First publishedin Aggregates Business Europe
Mechanical cable shovels offered significant improvements in productivity over manual excavation methods
Today the efficiency of hydraulic excavators is taken for granted but before their introduction mechanical shovels provided excavation power. Mike Woof reports
Like the aeroplane, the mechanical excavator was an American invention. It was in 1835 that the need to dig material productively led to a major innovation, the first steam powered shovel, which was designed by William Otis. His design featured an upright boiler and a raised boom slewing system that was driven by chains. The boom assembly was able to pivot on the chassis (which ran on rails) while the bucket was also raised by chains. This was a true mechanical shovel, as the transmission of power to the bucket was by mechanical means.
The machine was actually developed for earthmoving use in railway construction, as Otis was a partner in a contracting firm. However the concept attracted considerable interest and a few of these machines began to be used in other sectors such as quarrying and coal mining too.
As with some other notable inventions (such as the high-pressure steam engine), the tight grip kept by his family on the patents Otis registered just before his death in 1839 hindered further development of the basic design for some 40 years. Combined with the availability of cheap labour, it meant that comparatively few Otis type machines were actually built. It was only when the patents expired in the 1870s that development of the steam shovel was able to continue apace. Historically important firms such as Bucyrus and Marion in the US, Ruston in the UK and Menck in Germany all entered the market before the close of the 19th century.
Early steam shovels were mounted on rails and this limited their mobility and versatility as tracks had to be laid before they could be operated. Some later machines ran on steel wheels but these were restricted in terms of performance and could only be used where ground conditions were good. The development of crawler tracks led to a significant advance as it allowed these mechanical cable shovels to operate without the need for tracks and to work on much softer ground as well.
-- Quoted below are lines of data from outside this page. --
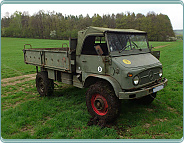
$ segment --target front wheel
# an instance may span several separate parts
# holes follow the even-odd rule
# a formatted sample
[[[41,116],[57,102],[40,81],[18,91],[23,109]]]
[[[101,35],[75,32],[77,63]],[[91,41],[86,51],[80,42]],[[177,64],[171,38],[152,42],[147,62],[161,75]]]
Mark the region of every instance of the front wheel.
[[[119,100],[106,82],[91,85],[86,92],[86,105],[92,117],[110,122],[119,113]]]
[[[54,81],[48,78],[46,71],[37,73],[36,88],[40,96],[50,96],[54,91]]]

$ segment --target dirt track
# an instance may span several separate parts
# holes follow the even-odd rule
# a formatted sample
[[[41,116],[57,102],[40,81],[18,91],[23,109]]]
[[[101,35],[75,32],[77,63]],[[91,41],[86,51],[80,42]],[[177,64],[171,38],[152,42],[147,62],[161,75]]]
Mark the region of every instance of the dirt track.
[[[23,75],[23,76],[16,76],[11,78],[5,78],[5,79],[1,79],[1,86],[15,85],[17,83],[23,83],[26,81],[33,80],[35,78],[36,78],[36,73]]]
[[[167,44],[167,45],[162,45],[162,46],[157,46],[157,47],[153,47],[154,49],[158,49],[158,48],[162,48],[162,47],[166,47],[166,46],[169,46],[171,44]]]

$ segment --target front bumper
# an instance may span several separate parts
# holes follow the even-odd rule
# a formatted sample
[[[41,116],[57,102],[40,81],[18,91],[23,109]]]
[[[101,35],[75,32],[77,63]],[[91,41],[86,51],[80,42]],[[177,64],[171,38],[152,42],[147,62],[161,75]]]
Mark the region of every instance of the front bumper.
[[[161,83],[152,85],[150,87],[143,87],[135,91],[125,91],[125,92],[119,92],[119,99],[135,99],[135,98],[141,98],[143,96],[149,95],[151,93],[157,92],[167,85],[167,79],[163,78]]]

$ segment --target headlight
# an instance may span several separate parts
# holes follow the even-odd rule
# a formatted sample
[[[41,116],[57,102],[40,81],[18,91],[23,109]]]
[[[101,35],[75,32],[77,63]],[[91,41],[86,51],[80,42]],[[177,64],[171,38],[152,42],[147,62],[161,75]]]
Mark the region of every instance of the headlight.
[[[159,71],[159,77],[162,77],[162,69]]]
[[[138,76],[134,77],[133,83],[134,83],[134,85],[138,85],[139,84],[139,77]]]

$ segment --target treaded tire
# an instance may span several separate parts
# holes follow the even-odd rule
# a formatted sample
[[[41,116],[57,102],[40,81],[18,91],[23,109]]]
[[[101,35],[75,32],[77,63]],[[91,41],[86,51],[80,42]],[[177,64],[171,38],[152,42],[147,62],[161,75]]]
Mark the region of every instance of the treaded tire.
[[[119,104],[119,99],[107,82],[97,82],[86,92],[86,105],[93,118],[97,117],[106,122],[115,120],[119,114]]]
[[[46,71],[37,73],[36,88],[40,96],[50,96],[54,91],[54,81],[48,78]]]
[[[152,93],[152,94],[149,94],[147,96],[144,96],[142,98],[139,98],[139,99],[135,99],[134,101],[138,104],[142,104],[142,105],[149,105],[151,104],[154,99],[156,98],[156,94],[157,93]]]

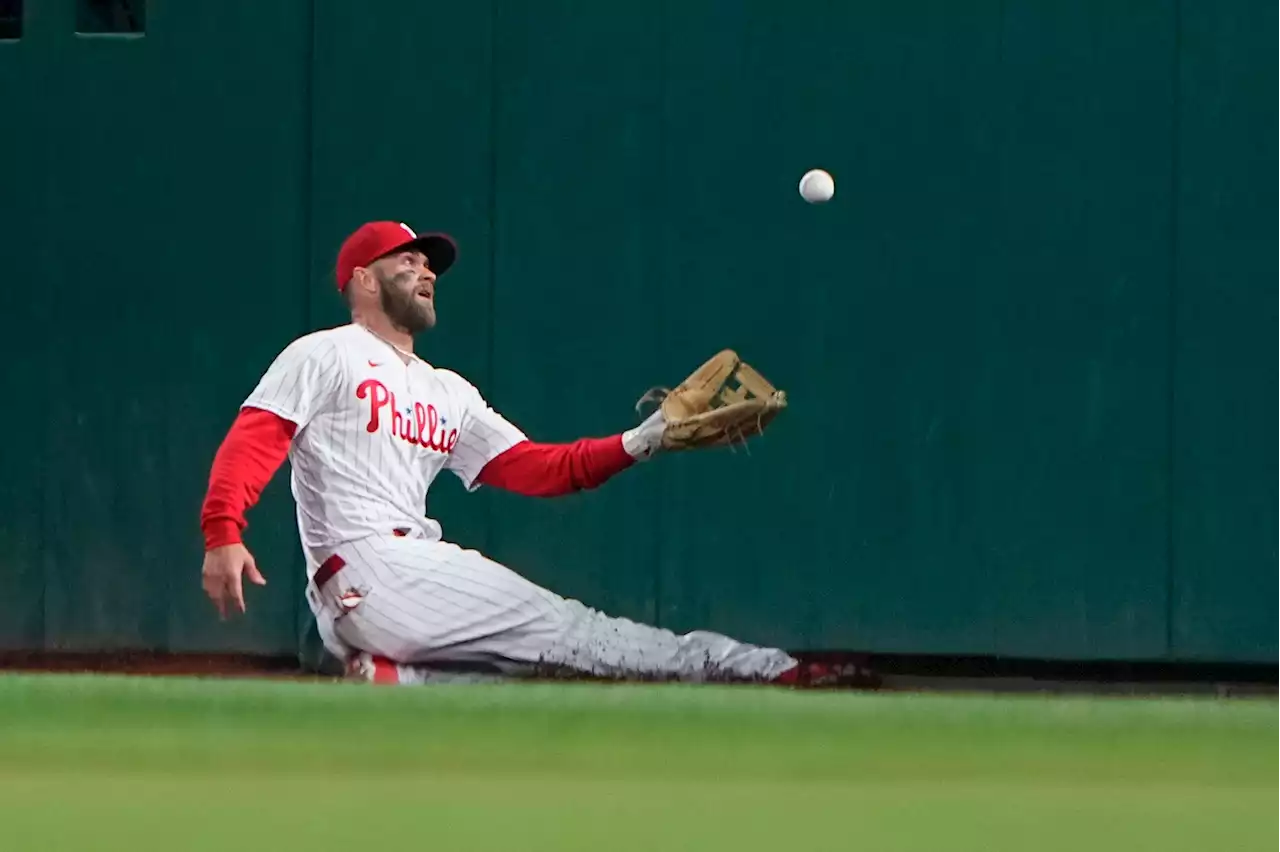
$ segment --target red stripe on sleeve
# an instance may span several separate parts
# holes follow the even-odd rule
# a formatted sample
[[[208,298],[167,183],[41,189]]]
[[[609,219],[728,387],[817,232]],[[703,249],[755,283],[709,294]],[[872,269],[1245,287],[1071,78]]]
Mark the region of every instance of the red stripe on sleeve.
[[[621,435],[571,444],[521,441],[485,465],[476,479],[526,497],[558,497],[597,488],[634,463]]]
[[[235,544],[245,512],[289,456],[297,426],[260,408],[243,408],[213,458],[209,490],[200,509],[206,550]]]

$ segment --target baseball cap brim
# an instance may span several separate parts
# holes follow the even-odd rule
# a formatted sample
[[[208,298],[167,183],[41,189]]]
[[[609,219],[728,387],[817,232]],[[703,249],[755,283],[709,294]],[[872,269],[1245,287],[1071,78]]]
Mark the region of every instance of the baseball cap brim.
[[[420,234],[415,239],[406,240],[395,248],[388,249],[378,255],[378,258],[402,251],[420,251],[425,254],[427,266],[436,275],[443,275],[445,270],[453,266],[453,262],[458,259],[458,244],[448,234]]]

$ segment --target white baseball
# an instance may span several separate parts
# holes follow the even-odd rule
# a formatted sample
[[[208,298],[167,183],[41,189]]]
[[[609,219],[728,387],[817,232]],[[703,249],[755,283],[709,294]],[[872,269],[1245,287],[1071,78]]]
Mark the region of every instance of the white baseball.
[[[822,169],[810,169],[800,178],[800,195],[810,204],[830,201],[835,194],[835,178]]]

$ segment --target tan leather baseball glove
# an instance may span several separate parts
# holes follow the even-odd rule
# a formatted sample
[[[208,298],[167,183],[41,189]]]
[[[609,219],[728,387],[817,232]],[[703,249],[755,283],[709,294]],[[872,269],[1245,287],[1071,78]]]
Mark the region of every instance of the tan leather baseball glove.
[[[661,420],[666,450],[745,444],[787,407],[786,393],[732,349],[713,355],[675,390],[649,391],[636,408],[655,401],[659,409],[646,423]]]

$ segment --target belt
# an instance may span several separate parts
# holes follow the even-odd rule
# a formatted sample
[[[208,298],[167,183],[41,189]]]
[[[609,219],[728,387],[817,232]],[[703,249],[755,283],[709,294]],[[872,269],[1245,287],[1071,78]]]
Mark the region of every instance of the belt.
[[[396,527],[391,531],[396,538],[404,538],[409,534],[406,527]],[[338,576],[338,572],[345,568],[347,561],[338,554],[333,554],[328,559],[320,563],[320,567],[316,569],[316,575],[312,578],[312,582],[316,584],[316,589],[320,590],[325,584]]]

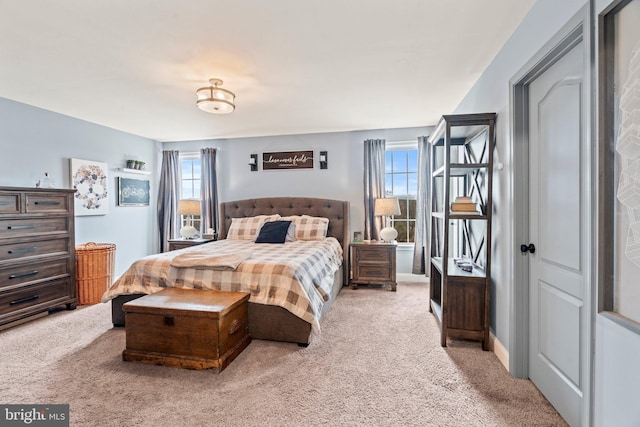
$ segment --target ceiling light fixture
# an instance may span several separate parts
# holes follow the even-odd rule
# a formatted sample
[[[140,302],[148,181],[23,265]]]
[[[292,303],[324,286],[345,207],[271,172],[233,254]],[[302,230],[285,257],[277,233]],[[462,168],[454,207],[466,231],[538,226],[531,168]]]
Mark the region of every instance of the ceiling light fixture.
[[[209,79],[211,86],[201,87],[196,91],[198,100],[196,105],[202,111],[214,114],[227,114],[235,110],[236,106],[233,101],[236,95],[226,89],[218,87],[222,85],[220,79]]]

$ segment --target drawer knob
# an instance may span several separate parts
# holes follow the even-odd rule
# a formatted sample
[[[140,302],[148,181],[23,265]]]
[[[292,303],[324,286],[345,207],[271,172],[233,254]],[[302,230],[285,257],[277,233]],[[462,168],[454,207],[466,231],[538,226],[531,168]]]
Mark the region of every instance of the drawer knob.
[[[60,204],[60,202],[40,201],[40,202],[34,202],[34,204],[36,204],[36,205],[45,205],[45,206],[57,206],[57,205]]]
[[[175,321],[173,320],[173,316],[164,316],[164,324],[166,326],[174,326]]]

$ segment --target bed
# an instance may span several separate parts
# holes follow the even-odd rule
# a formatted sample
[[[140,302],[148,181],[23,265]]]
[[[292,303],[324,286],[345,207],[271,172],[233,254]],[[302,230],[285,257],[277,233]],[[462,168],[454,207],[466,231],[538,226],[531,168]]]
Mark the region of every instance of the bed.
[[[341,257],[341,265],[335,270],[335,273],[332,274],[332,278],[330,278],[330,280],[325,281],[325,283],[320,286],[316,284],[316,288],[320,288],[318,289],[318,291],[322,297],[322,300],[319,301],[317,295],[315,297],[312,297],[313,292],[301,292],[303,294],[307,294],[310,300],[311,308],[307,308],[307,311],[312,312],[312,317],[309,317],[309,313],[306,313],[307,315],[305,316],[304,313],[300,312],[299,307],[292,307],[291,304],[280,303],[273,299],[265,300],[264,293],[261,293],[261,295],[259,295],[260,293],[256,292],[255,286],[253,285],[250,285],[251,289],[239,289],[238,287],[241,286],[239,284],[240,282],[244,282],[245,284],[248,283],[248,281],[245,279],[236,280],[238,283],[232,285],[233,287],[231,289],[243,290],[252,294],[251,298],[249,299],[248,311],[249,333],[253,338],[293,342],[303,346],[308,345],[312,334],[318,332],[319,330],[319,320],[322,314],[326,313],[326,311],[330,308],[331,303],[338,295],[341,287],[347,283],[347,275],[349,272],[349,257],[347,247],[349,236],[349,202],[317,198],[272,197],[221,203],[219,212],[220,224],[218,230],[219,242],[207,243],[188,249],[182,249],[170,253],[145,257],[142,260],[134,263],[132,267],[130,267],[130,269],[127,270],[127,272],[125,272],[125,274],[123,274],[123,276],[121,276],[118,281],[116,281],[107,290],[107,292],[105,293],[105,297],[103,297],[103,301],[112,301],[112,321],[114,326],[124,326],[124,313],[122,311],[122,305],[124,303],[126,303],[127,301],[131,301],[132,299],[139,298],[145,293],[152,293],[161,289],[160,287],[157,287],[148,288],[145,291],[140,291],[140,289],[136,288],[135,286],[123,286],[123,283],[125,281],[123,277],[131,274],[131,270],[134,269],[134,266],[137,263],[142,262],[143,260],[149,263],[150,259],[151,262],[157,262],[157,268],[154,265],[153,268],[147,267],[147,270],[154,270],[154,274],[159,275],[158,281],[163,281],[163,283],[160,284],[161,286],[172,286],[171,284],[169,284],[169,282],[171,282],[180,283],[176,286],[195,288],[201,287],[203,289],[224,289],[220,288],[220,286],[227,285],[218,284],[217,281],[220,276],[217,276],[217,273],[207,273],[210,275],[205,276],[199,275],[199,282],[196,282],[194,285],[190,282],[186,284],[184,283],[185,280],[191,280],[189,278],[189,274],[185,273],[182,277],[173,277],[171,280],[164,280],[165,276],[169,273],[162,273],[161,270],[163,268],[168,268],[167,266],[172,262],[171,260],[174,259],[174,256],[178,256],[190,251],[196,251],[196,249],[202,252],[208,249],[204,247],[210,246],[213,248],[216,244],[219,244],[220,248],[225,247],[224,245],[239,244],[238,242],[232,242],[232,239],[227,239],[233,218],[253,218],[260,215],[274,214],[279,214],[281,217],[308,215],[311,217],[321,217],[328,219],[326,232],[328,239],[325,239],[327,240],[325,244],[328,245],[328,247],[335,247],[336,245],[338,246],[339,255]],[[303,244],[306,243],[292,242],[292,246]],[[283,257],[283,259],[286,258],[285,255],[278,254],[278,251],[276,250],[278,246],[282,245],[254,245],[255,247],[260,247],[260,250],[262,251],[265,250],[263,248],[268,247],[270,252],[274,253],[274,257],[280,256]],[[286,245],[289,245],[289,243],[285,244],[284,246]],[[200,248],[200,246],[202,246],[203,248]],[[304,248],[304,250],[307,250],[307,246],[304,246]],[[231,249],[229,249],[229,247],[226,247],[226,249],[221,250],[226,250],[227,252],[229,252]],[[242,253],[242,251],[243,248],[241,246],[238,246],[237,253]],[[251,252],[251,259],[248,259],[243,264],[240,264],[240,266],[238,266],[238,271],[242,272],[243,270],[249,269],[248,264],[252,262],[253,258],[257,258],[258,255],[258,252]],[[225,274],[227,273],[228,272],[225,272]],[[193,274],[191,276],[193,276]],[[263,281],[262,278],[254,278],[251,280],[254,283]],[[131,282],[131,280],[129,280],[129,282]],[[262,288],[264,289],[264,286]],[[132,289],[134,290],[133,292],[131,291]]]

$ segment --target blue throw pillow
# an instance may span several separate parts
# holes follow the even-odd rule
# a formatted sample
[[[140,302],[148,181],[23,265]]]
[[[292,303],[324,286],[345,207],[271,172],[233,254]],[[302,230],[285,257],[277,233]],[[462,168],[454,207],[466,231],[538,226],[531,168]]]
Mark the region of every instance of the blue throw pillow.
[[[284,243],[291,221],[265,222],[256,238],[256,243]]]

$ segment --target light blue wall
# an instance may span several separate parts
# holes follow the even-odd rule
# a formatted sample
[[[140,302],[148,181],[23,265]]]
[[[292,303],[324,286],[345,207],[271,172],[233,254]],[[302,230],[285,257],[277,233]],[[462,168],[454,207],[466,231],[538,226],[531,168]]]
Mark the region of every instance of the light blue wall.
[[[265,136],[256,138],[204,141],[165,142],[163,149],[198,152],[214,147],[218,151],[218,191],[221,201],[255,197],[300,196],[348,200],[351,206],[351,230],[362,230],[364,224],[364,152],[363,142],[369,138],[387,141],[417,140],[428,136],[431,127],[380,129],[353,132],[304,135]],[[249,156],[263,152],[313,150],[328,152],[328,169],[289,171],[249,170]],[[398,251],[398,273],[410,273],[413,251]]]
[[[155,198],[149,206],[116,206],[117,176],[148,178],[157,191],[159,150],[149,139],[0,98],[0,185],[35,187],[48,172],[57,188],[71,188],[70,158],[108,163],[109,213],[76,217],[76,243],[115,243],[117,275],[158,245]],[[119,171],[127,158],[147,162],[154,174]]]
[[[498,113],[496,162],[503,163],[504,169],[494,174],[496,206],[492,242],[494,277],[491,327],[506,348],[509,348],[509,333],[513,326],[509,324],[512,257],[517,254],[511,229],[511,179],[517,171],[513,170],[512,164],[509,81],[586,3],[584,0],[538,0],[455,110],[455,113]],[[610,0],[594,0],[595,14],[610,3]],[[593,425],[638,426],[640,364],[637,355],[640,354],[640,335],[600,314],[593,313],[593,318]]]
[[[109,166],[109,213],[76,217],[76,243],[115,243],[116,275],[136,259],[158,251],[156,218],[157,179],[161,151],[198,152],[202,147],[219,149],[221,201],[268,196],[320,197],[351,203],[351,229],[361,230],[363,214],[363,141],[415,140],[431,128],[369,130],[324,134],[269,136],[159,143],[104,126],[0,98],[0,185],[34,187],[48,172],[58,188],[71,188],[69,159],[106,162]],[[329,168],[321,170],[250,172],[249,155],[264,151],[328,151]],[[132,175],[119,170],[125,160],[147,162],[151,175]],[[120,207],[117,177],[151,181],[147,207]],[[402,252],[399,265],[407,265],[411,252]],[[404,262],[407,261],[407,262]],[[400,271],[402,272],[402,271]]]
[[[505,348],[509,348],[509,310],[511,308],[513,245],[511,221],[513,170],[509,80],[547,43],[585,4],[585,0],[538,0],[516,31],[498,52],[473,88],[456,107],[455,113],[498,114],[494,162],[504,168],[494,172],[494,214],[492,242],[491,329]]]
[[[203,147],[218,148],[221,201],[269,196],[320,197],[348,200],[351,203],[351,229],[362,230],[363,142],[369,138],[388,141],[417,140],[429,135],[431,128],[381,129],[255,138],[165,142],[163,149],[197,152]],[[249,156],[263,152],[313,150],[328,152],[328,169],[290,171],[249,170]]]

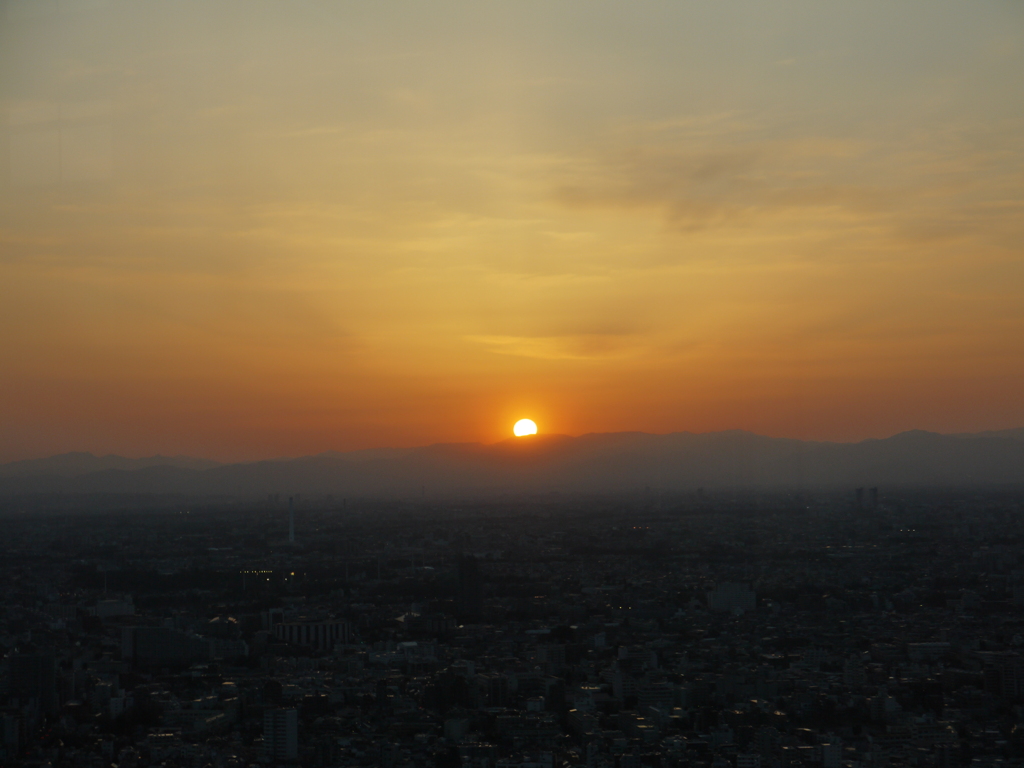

Cheap labour continued to limit sales of steam-powered cable shovels in earthmoving, quarrying and mining and it was only in the 20th century that the machines became more common. Technological advances also led to the development of more efficient shovels that were electrically powered, as well as machines with internal combustion engines. Bucyrus introduced its 50-B in 1922, which wielded a 1.57m3 bucket and was of note, as though it was initially powered by steam it was later available with a choice of petrol, diesel or electric drive. Rival firm P&H developed its electric 1200WL in 1933 and from that time, concentrated on building electric shovels only.
Because electrically powered cable shovels were durable and reliable, they continued to be used in earthmoving, quarrying and mining applications, long after the development of the first hydraulic excavators in the 1940s. However, as larger, more efficient and reliable hydraulic excavators became available they began to replace the electric cable shovels during the 1960s and 1970s, as the latter machines were generally less versatile (being restricted by their power supplies) as well as being more expensive to build.
Cable shovels still proliferate in the open-pit mining industry though, with Bucyrus International and P&H dominating the international market, although Russian firm Uralmash builds a number of models that are sold mainly in Russia and the CIS nations.
Both Bucyrus and P&H still offer smaller machines but the firms concentrate mainly on building the larger units, their 495 and 4100 models respectively. The various Bucyrus 495 and P&H 4100 models (there are different versions to suit the application) are huge machines that are considerably heavier than the world's largest hydraulic shovel, Terex
O&K's 1000tonne class RH400. The Bucyrus 495 is configured with bucket capacities of up to 109tonnes allowing them to load the world's biggest mine trucks, Caterpillar
's 797B, Hitachi
's EH5500, Liebherr
's T282B, Terex Unit Rig
's MT5500 and Komatsu
's brand new 960E, in just three passes.